What’s your role: aggro or control?
When you’re playing poker, do you like to set the pace of the game, or do you prefer to cautiously react until it’s time to make your move? Perhaps a mix of both is best for your strategy.
In games where players play, fight, duel or otherwise try to conquer an opponent, many strategists talk about which player is the “aggro” and which is the “control“.
What do they mean?
- Aggro means aggression — carrying out direct attacks on an opponent’s resources.
- Control means reactive play in an attempt to stop your opponent establishing a winning position, then seeking opportunities to hit back once your opponent begins to run out of options.
In some games, like chess, the first player initially acts as the Aggro, while the second player takes the Control. They have little choice but to respond to the first player’s actions, and have reduced chances to launch an initiative of their own.
Of course, there are many interim strategies, depending on the game you’re playing, like tempo, combo, mid-range, fatigue, time control and others.
How could knowing this be useful to poker?
Poker is a game where you do not bring your own pre-built deck (no, you are not supposed to!). That means you don’t have the option to introduce surprise elements to the game, and you have full knowledge of your opponents’ resources.
Many poker players unconsciously resign themselves to playing one way or the other for the majority of the time and rarely stop to wonder if they should mix up their game. Players who are able to switch gears between immediate aggression and long-term planning ahead will usually be more successful than those who are unable to react to evolving scenarios in a flexible and optimal way.
Good players will have a plan to follow throughout the game, but importantly, will be able to change it if the opening stages don’t go well.
During the battle, they will pause to ask themselves: “What is my win condition?” or “How do I play optimally here?”
Tournament play has aspects which help Aggro players be more successful.

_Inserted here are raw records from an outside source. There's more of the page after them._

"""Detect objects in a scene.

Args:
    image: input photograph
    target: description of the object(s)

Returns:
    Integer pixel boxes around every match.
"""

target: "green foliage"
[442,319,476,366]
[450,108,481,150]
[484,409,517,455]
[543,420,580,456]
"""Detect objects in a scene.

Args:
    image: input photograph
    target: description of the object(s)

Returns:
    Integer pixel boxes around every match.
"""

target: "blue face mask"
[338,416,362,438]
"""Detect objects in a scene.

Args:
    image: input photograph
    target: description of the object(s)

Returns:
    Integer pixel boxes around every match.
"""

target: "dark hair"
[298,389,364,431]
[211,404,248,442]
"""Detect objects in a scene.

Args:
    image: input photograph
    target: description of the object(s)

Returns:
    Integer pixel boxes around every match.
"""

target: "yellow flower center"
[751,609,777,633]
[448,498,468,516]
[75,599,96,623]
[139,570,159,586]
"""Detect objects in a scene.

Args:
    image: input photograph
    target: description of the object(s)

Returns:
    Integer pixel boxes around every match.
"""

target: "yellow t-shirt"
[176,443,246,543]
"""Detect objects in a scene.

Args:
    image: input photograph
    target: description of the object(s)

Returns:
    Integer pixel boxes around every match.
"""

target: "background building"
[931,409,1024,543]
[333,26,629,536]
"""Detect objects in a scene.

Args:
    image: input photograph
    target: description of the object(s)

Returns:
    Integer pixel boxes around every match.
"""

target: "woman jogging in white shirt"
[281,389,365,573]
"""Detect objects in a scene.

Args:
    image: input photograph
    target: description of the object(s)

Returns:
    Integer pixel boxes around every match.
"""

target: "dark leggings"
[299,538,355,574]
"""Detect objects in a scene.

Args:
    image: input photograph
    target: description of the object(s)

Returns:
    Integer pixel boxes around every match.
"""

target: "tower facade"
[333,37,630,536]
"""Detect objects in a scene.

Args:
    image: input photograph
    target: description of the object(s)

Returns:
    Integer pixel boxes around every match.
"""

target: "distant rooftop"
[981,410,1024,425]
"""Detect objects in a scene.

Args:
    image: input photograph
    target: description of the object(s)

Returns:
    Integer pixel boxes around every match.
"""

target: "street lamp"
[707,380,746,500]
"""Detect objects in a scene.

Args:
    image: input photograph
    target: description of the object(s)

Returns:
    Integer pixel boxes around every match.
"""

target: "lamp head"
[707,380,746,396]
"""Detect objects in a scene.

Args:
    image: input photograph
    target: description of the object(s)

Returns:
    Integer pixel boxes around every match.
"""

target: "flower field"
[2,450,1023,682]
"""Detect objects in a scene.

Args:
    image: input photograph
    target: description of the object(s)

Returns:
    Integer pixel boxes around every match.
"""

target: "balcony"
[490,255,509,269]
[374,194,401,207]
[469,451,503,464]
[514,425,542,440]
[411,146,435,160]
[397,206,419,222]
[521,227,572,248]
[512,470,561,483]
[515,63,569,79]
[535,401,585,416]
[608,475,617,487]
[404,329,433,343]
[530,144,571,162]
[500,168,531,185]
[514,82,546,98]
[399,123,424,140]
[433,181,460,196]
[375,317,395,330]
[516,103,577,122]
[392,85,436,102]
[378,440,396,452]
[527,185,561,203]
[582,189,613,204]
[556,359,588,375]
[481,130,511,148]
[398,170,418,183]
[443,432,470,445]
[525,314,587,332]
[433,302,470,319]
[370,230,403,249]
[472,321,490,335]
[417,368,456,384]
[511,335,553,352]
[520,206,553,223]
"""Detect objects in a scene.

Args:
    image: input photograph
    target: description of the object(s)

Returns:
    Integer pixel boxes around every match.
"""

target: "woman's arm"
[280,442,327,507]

Control players will not always have the resources to wait until they have a strong hand to play, and hands they do win might not be enough to swing the game in their favor.
However, when you have a large stack, you could choose either role:
Control: You might sit back and wait for someone to overexpose themselves by raising when you enter a pot with a strong hand.

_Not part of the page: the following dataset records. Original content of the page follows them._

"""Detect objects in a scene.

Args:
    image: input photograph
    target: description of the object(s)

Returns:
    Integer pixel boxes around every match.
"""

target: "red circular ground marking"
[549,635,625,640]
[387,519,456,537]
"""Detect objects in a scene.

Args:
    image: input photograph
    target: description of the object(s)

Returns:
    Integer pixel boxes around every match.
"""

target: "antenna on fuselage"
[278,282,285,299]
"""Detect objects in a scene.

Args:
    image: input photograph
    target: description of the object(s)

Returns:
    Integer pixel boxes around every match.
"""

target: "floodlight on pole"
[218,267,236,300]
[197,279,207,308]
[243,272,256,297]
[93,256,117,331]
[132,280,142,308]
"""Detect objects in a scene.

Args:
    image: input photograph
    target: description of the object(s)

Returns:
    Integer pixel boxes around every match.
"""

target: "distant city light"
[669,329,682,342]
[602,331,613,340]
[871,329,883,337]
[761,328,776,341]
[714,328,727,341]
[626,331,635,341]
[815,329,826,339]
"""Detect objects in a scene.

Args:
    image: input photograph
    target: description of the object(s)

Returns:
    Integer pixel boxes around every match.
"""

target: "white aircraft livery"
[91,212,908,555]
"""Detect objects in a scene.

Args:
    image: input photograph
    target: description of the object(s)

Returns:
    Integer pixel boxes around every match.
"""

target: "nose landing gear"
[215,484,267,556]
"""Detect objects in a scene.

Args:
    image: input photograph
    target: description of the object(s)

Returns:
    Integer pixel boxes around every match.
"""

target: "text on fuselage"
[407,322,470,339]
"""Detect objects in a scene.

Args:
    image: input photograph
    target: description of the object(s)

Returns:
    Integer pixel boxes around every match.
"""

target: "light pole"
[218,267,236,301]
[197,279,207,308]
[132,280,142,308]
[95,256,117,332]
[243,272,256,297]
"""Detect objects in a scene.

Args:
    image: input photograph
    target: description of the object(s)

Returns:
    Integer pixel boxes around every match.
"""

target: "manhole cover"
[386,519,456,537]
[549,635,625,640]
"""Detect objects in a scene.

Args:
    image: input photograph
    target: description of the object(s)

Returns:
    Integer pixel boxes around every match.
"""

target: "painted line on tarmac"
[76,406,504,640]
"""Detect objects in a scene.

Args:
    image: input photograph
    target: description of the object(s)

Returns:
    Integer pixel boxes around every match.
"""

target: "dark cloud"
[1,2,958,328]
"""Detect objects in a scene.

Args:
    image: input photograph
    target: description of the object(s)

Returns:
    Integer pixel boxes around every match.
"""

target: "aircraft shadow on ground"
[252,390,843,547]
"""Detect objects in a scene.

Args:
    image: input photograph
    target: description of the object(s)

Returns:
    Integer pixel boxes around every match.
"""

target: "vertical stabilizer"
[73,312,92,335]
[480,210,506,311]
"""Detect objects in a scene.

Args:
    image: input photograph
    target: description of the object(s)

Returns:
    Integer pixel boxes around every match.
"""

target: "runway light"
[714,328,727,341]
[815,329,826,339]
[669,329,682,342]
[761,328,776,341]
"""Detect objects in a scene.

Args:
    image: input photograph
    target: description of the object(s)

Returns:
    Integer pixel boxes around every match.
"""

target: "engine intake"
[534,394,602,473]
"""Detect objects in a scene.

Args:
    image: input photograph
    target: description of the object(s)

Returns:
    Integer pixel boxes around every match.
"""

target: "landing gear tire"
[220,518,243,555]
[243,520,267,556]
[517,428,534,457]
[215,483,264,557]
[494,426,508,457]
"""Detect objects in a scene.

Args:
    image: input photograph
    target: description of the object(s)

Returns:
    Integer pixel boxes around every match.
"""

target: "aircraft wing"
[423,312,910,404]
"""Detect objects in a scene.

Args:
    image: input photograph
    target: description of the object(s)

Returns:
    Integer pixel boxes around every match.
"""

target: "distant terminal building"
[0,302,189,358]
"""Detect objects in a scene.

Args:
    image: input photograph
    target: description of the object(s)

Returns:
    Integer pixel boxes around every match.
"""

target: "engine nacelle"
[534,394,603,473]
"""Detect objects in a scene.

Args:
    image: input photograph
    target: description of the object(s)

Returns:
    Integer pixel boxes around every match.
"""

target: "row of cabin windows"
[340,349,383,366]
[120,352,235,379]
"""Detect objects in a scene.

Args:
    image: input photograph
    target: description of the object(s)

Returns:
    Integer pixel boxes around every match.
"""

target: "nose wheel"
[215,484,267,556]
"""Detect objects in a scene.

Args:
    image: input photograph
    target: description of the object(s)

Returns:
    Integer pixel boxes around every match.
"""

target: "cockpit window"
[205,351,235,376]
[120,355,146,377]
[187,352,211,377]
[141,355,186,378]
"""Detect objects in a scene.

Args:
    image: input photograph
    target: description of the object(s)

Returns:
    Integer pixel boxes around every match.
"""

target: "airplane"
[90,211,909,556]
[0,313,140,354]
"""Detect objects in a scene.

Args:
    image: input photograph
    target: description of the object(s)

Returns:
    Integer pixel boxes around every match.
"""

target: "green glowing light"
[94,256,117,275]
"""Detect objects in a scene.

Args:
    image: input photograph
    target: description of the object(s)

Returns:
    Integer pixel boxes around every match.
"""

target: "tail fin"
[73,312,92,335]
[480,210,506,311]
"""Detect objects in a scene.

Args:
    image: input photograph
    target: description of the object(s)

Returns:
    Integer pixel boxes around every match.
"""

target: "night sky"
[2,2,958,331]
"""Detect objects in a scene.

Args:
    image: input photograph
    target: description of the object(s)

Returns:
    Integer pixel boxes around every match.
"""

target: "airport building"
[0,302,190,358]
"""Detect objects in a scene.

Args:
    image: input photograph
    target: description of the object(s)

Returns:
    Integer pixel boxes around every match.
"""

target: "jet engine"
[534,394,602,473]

Aggro: You might like to dominate proceedings by entering many pots with a raise.
When nearing the prize money, you have more choices:
Control: You can try to guarantee a prize at all costs by not busting, but sacrifice opportunities to build up your stack
Aggro: You can try to exploit other players’ fear of being eliminated by stealing blinds and bluff more often.
In rebuy tournaments, you might choose a strategy which suits your style:
Control: Keep rebuys to a minimum and capitalize on good cards in the infrequent cashes you have.
Aggro: Embrace variance and try to build a big stack early at the risk of needing to regularly run deep.
Ring game play might be more suited to the Control player because each hand only differs from the last because the button moves and stack sizes might change. Control players are able to reload their chips to a full stack after every hand.
That said, once you have identified other players strategies, strengths and weaknesses …
Control: You can lay traps like a check-raise for over-aggressive opponents and call their bluffs with hands they would love for you to fold.
Aggro: In a game where everyone else is over-cautious and you yourself are perceived as tight, you might be able to pick up easy pots by representing hands with aggressive play.